LEXINGTON, Ky. — At the 2024 Kentucky Chamberhttps://www.kychamber.com Day Dinner on Thursday night, a gathering of 2,000 leaders from across the state, Chamber President and CEO Ashli Watts began by highlighting a sense of optimism and a commitment to the fact that there is “far more that unites us than divides us.”

“I’ll be the first to note that these concepts may be falling out of favor in Washington politics and national media outlets. But this isn’t the case for Kentucky job creators. Business has no time for the politics of pessimism. And business leaders know that we are at our best, as a country and a Commonwealth, when we focus on what unites us instead of what we are told divides us. That is why the Chamber published Kentucky’s Winning Strategy – a unifying vision for the Commonwealth’s future focused on priorities shared by all Kentuckians,” Watts said.

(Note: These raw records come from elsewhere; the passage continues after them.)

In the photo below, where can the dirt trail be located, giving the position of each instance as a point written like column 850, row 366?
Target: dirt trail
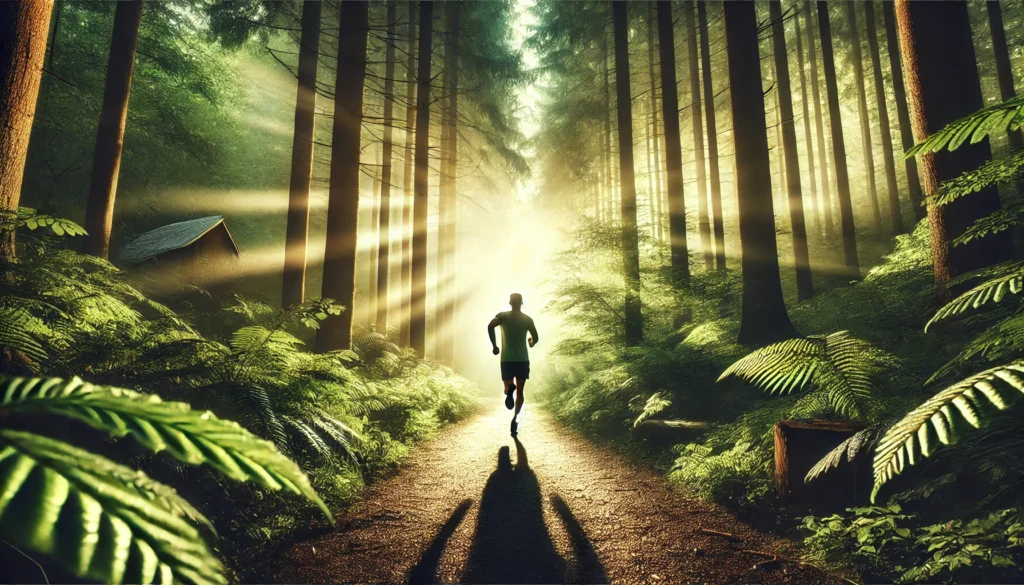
column 472, row 505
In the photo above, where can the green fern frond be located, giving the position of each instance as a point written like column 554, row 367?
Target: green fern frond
column 14, row 333
column 307, row 439
column 197, row 439
column 944, row 417
column 781, row 367
column 994, row 290
column 997, row 118
column 95, row 515
column 848, row 449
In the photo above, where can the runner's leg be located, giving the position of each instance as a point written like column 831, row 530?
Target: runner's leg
column 520, row 384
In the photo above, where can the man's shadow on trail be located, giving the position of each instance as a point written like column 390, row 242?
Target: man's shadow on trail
column 512, row 543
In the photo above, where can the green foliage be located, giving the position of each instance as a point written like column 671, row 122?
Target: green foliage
column 997, row 118
column 944, row 417
column 888, row 544
column 840, row 367
column 104, row 520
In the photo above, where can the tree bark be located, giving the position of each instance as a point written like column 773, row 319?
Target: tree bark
column 936, row 43
column 892, row 189
column 297, row 232
column 407, row 177
column 764, row 319
column 384, row 249
column 23, row 46
column 343, row 194
column 1003, row 69
column 673, row 147
column 865, row 122
column 654, row 170
column 704, row 221
column 450, row 162
column 801, row 256
column 826, row 205
column 418, row 321
column 712, row 127
column 375, row 239
column 110, row 136
column 839, row 147
column 902, row 114
column 609, row 180
column 631, row 245
column 809, row 147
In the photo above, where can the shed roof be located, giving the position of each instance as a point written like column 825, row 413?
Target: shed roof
column 171, row 237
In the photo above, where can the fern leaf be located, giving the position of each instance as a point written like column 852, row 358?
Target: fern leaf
column 941, row 419
column 88, row 512
column 848, row 449
column 994, row 290
column 997, row 118
column 197, row 439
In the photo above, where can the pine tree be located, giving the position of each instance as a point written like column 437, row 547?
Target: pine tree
column 384, row 248
column 892, row 190
column 631, row 244
column 23, row 45
column 673, row 147
column 865, row 122
column 805, row 285
column 902, row 114
column 406, row 294
column 764, row 318
column 296, row 239
column 343, row 194
column 418, row 319
column 839, row 145
column 936, row 43
column 704, row 221
column 110, row 136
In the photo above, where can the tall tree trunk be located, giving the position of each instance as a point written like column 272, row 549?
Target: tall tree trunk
column 865, row 122
column 407, row 177
column 609, row 179
column 296, row 239
column 343, row 194
column 1003, row 69
column 110, row 136
column 895, row 217
column 801, row 256
column 23, row 46
column 383, row 252
column 450, row 162
column 418, row 325
column 704, row 222
column 657, row 137
column 809, row 147
column 375, row 239
column 710, row 122
column 764, row 319
column 826, row 206
column 839, row 145
column 673, row 147
column 936, row 43
column 902, row 114
column 631, row 245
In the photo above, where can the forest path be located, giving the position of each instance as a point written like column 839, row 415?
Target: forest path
column 460, row 511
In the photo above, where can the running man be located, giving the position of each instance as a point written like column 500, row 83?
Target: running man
column 515, row 358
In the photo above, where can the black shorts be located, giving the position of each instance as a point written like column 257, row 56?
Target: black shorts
column 518, row 370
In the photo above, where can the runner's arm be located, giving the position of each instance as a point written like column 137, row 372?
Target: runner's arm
column 491, row 333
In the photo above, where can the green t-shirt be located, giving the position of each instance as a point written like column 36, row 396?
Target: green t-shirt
column 514, row 328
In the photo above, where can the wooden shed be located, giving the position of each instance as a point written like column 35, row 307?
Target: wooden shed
column 199, row 250
column 801, row 444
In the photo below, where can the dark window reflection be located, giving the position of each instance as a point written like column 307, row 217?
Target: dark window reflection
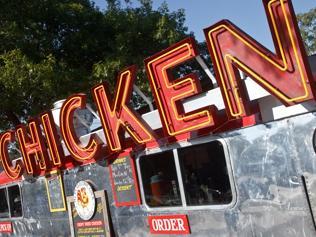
column 160, row 181
column 15, row 201
column 204, row 174
column 4, row 209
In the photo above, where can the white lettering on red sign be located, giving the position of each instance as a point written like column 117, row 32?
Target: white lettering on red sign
column 171, row 224
column 6, row 227
column 89, row 223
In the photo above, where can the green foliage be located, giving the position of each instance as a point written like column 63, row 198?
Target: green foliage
column 307, row 24
column 50, row 49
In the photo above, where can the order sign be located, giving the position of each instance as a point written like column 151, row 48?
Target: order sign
column 84, row 200
column 169, row 224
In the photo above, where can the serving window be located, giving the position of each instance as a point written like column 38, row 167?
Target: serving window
column 190, row 176
column 10, row 202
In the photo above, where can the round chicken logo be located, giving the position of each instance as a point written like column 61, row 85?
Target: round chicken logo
column 84, row 200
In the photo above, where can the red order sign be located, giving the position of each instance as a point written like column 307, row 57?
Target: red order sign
column 6, row 227
column 170, row 224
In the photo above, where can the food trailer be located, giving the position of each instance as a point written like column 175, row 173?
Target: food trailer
column 236, row 160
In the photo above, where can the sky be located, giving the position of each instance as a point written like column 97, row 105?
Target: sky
column 248, row 15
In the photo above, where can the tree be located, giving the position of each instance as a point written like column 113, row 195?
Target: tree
column 307, row 24
column 53, row 48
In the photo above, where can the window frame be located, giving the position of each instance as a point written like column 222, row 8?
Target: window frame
column 184, row 205
column 6, row 187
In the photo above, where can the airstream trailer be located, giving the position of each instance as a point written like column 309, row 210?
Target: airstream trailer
column 236, row 160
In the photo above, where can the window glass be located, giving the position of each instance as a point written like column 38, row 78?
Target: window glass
column 204, row 174
column 4, row 209
column 15, row 201
column 160, row 182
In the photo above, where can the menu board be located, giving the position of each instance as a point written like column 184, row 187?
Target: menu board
column 98, row 225
column 124, row 182
column 55, row 192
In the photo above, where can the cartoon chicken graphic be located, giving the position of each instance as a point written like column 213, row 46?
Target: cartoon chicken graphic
column 82, row 197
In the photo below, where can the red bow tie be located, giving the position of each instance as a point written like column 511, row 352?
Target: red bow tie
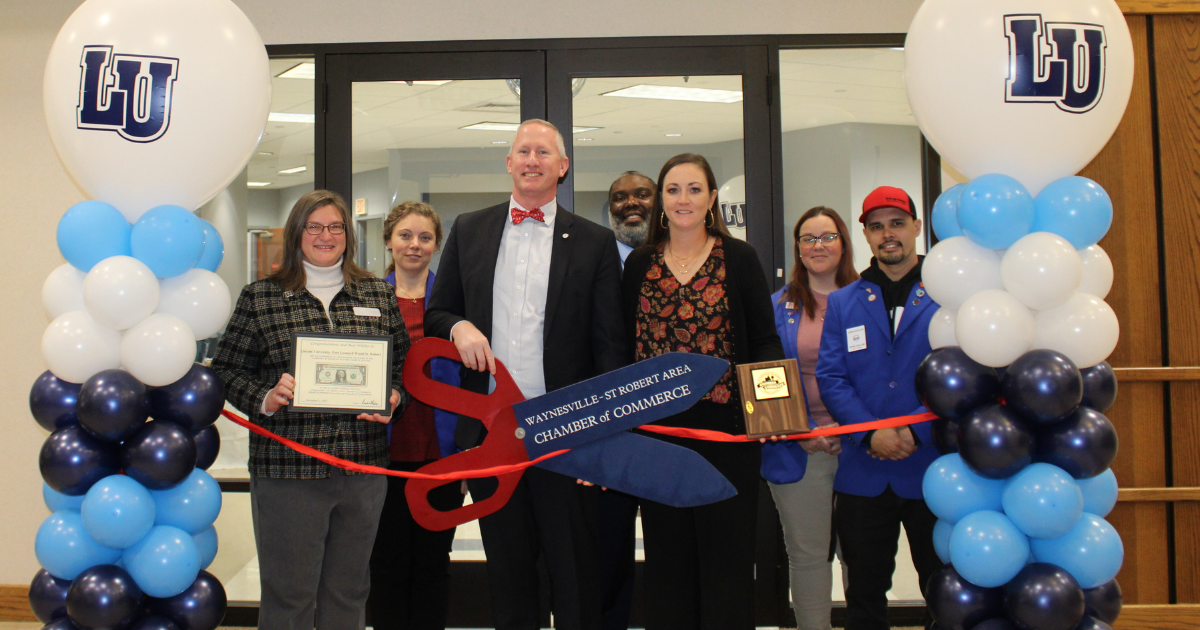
column 521, row 215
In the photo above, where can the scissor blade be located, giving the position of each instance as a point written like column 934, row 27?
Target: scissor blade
column 617, row 401
column 646, row 467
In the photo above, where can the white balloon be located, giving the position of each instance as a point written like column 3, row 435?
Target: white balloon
column 199, row 298
column 154, row 103
column 1097, row 271
column 994, row 328
column 63, row 291
column 971, row 70
column 159, row 351
column 76, row 347
column 941, row 329
column 120, row 291
column 1084, row 328
column 957, row 269
column 1042, row 270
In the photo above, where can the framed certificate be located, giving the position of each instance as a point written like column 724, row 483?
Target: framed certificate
column 341, row 373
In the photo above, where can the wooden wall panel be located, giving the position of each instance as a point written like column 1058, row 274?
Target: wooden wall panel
column 1126, row 169
column 1177, row 70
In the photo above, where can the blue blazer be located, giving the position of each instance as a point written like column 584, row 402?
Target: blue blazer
column 443, row 371
column 875, row 383
column 784, row 462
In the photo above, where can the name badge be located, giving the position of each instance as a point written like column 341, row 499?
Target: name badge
column 856, row 339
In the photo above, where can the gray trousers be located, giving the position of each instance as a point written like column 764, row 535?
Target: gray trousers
column 805, row 510
column 315, row 539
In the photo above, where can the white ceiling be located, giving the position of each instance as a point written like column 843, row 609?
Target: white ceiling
column 819, row 87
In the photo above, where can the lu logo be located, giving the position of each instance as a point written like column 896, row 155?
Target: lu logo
column 126, row 94
column 1060, row 63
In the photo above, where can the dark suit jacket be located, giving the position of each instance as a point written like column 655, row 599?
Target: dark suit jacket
column 583, row 334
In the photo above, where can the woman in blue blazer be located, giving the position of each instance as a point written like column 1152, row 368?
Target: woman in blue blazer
column 801, row 472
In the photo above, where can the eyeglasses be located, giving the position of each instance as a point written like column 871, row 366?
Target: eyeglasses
column 809, row 243
column 317, row 228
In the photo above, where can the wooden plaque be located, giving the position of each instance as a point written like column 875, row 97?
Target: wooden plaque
column 772, row 399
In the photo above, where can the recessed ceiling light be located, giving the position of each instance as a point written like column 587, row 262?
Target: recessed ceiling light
column 669, row 93
column 279, row 117
column 305, row 70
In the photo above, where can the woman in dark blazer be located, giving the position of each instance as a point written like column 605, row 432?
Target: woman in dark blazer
column 695, row 288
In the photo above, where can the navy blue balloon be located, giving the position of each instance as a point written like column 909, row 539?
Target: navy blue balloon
column 952, row 384
column 959, row 605
column 1104, row 601
column 193, row 401
column 103, row 597
column 72, row 460
column 1043, row 385
column 48, row 597
column 113, row 405
column 201, row 606
column 1044, row 597
column 1099, row 387
column 53, row 401
column 1083, row 444
column 208, row 445
column 995, row 442
column 946, row 435
column 160, row 455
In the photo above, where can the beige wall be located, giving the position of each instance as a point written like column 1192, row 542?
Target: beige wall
column 40, row 190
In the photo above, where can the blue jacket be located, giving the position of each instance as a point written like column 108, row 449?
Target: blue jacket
column 875, row 383
column 443, row 371
column 784, row 462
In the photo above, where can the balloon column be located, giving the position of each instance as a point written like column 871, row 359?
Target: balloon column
column 153, row 113
column 1019, row 96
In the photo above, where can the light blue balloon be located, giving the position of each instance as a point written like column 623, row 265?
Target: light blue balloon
column 953, row 490
column 988, row 550
column 192, row 505
column 90, row 232
column 1092, row 551
column 1099, row 493
column 946, row 213
column 207, row 545
column 168, row 239
column 65, row 549
column 165, row 562
column 1074, row 208
column 214, row 249
column 1043, row 501
column 942, row 531
column 57, row 501
column 995, row 211
column 118, row 511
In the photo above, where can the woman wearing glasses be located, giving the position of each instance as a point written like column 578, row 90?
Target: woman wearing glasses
column 801, row 472
column 313, row 525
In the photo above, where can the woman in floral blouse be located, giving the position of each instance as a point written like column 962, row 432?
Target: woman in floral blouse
column 695, row 288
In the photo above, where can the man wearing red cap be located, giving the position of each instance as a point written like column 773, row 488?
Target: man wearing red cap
column 875, row 335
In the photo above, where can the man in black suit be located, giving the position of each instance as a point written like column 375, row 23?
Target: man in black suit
column 537, row 287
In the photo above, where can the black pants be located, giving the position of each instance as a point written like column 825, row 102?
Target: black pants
column 409, row 564
column 868, row 532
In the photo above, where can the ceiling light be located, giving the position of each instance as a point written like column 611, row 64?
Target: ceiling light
column 306, row 70
column 279, row 117
column 669, row 93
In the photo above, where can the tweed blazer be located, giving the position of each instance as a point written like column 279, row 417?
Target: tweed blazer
column 256, row 351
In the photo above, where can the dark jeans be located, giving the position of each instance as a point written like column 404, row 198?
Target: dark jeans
column 409, row 564
column 868, row 532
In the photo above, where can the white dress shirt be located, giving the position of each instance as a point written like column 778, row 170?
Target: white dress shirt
column 519, row 298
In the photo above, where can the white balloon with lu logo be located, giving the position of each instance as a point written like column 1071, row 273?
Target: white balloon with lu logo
column 153, row 103
column 1025, row 88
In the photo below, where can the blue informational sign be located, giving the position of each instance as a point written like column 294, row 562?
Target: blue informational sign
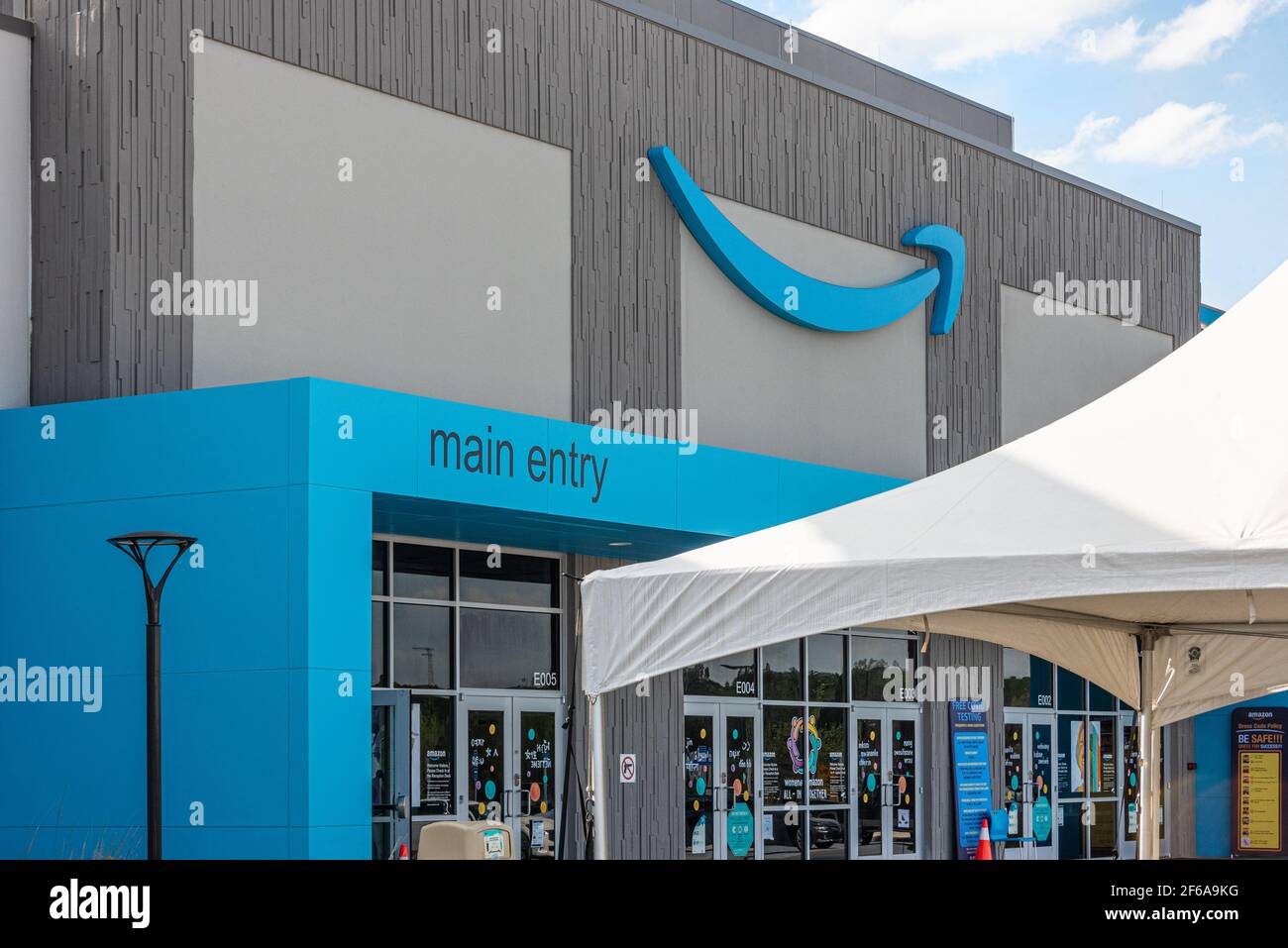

Kentucky Chamber 2024 Board Chair Candace McGraw, CEO of CVG Airport, added to this by pointing to many of the business community’s priorities and emphasizing how much stronger the business community is working as one.

”Together, alongside our political leaders, we are working to make Kentucky the best place to do business and a community in which we can be proud to raise our families. We may have different ideas of how to achieve that objective—and you will hear our legislative leadership and the Governor articulate those different paths tonight—but I truly believe this is what gives us common cause as Kentuckians,” McGraw said.

Kentucky Governor Andy Beshear shared similar sentiments about the ways the state is moving forward and touted the state’s recent successes with business investments, historic amounts in the General Fund and Rainy Day Fund, and much more.

“I really hope everyone is excited about what more we can do together. I think you all can feel the energy across Kentucky. There’s a CEO somewhere who is looking at Kentucky right now. And with this kind of progress, we’re showing we’re open for business,” Beshear said.

He also talked about his budget proposal which is largely focused on education, water and wastewater investments, infrastructure, money to help close business investment deals, and more.

On the heels of passing the state’s next two-year budget out of his legislative chamber, House Speaker David Osborne said they have taken a responsible approach to funding priorities like infrastructure, public safety, and record funding for education with $1.3 billion in the budget. They have also put funding toward the unfunded pension liabilities, money for teacher raises, and more.

Osborne also noted that taxpayers have more than $1.2 billion back in their pockets thanks to tax reforms passed by the General Assembly and supported by the Kentucky Chamber to lower Kentucky’s individual income tax.

Even with this progress, Osborne said there is more work to do pointing to support for the state’s new employee child care assistance program and a new bill to allow paid family leave to be offered by employers as an insurance product. He emphasized the importance of focusing on these items and education because “tomorrow’s workforce is in the classroom today.”

Senate President Robert Stivers noted the progress that has been made on the Kentucky Chamber’s priorities since 2016 through work with the legislature that has made the state more competitive.

He said he expects that work to continue as the Senate has now received the House version of the budget and they plan to make high-impact investments that will lead Kentucky “into the future and make us more prosperous.”

“We have the opportunity and the resources so we ask you to help us continue this momentum and growth,” Stivers told the business leaders in the room.

In his final Kentucky Chamber Day speech, retiring House Minority Leader Derrick Graham reflected on his time in the legislature and the many friends he has made during his 21-year tenure in the General Assembly. He also spoke on the need to focus on Kentucky’s education system and support those who are leading the future workforce of the Commonwealth as well as key priorities of his caucus to ensure responsible state spending and ensuring Kentuckians have clean drinking water and safe roads.

And Senate Minority Leader Gerald Neal kicked off his speech by commending the work of the Kentucky Chamber.

“Seriously, your mission in supporting a prosperous business climate in the Commonwealth, and in promoting business retention and recruitment is essential to our collective future,” Neal said. “Those who strive to making life better for themselves and for others—from small ‘mom and pop’ efforts to the giant operations that dot the varied landscape that we call Kentucky—all contribute to the economic vibrance of the Commonwealth, but all open doors of possibilities that give hope and sustenance to us all.”

He encouraged the crowd to ensure there is a focus on education, policies that make Kentucky more equitable, accessible health care, and more.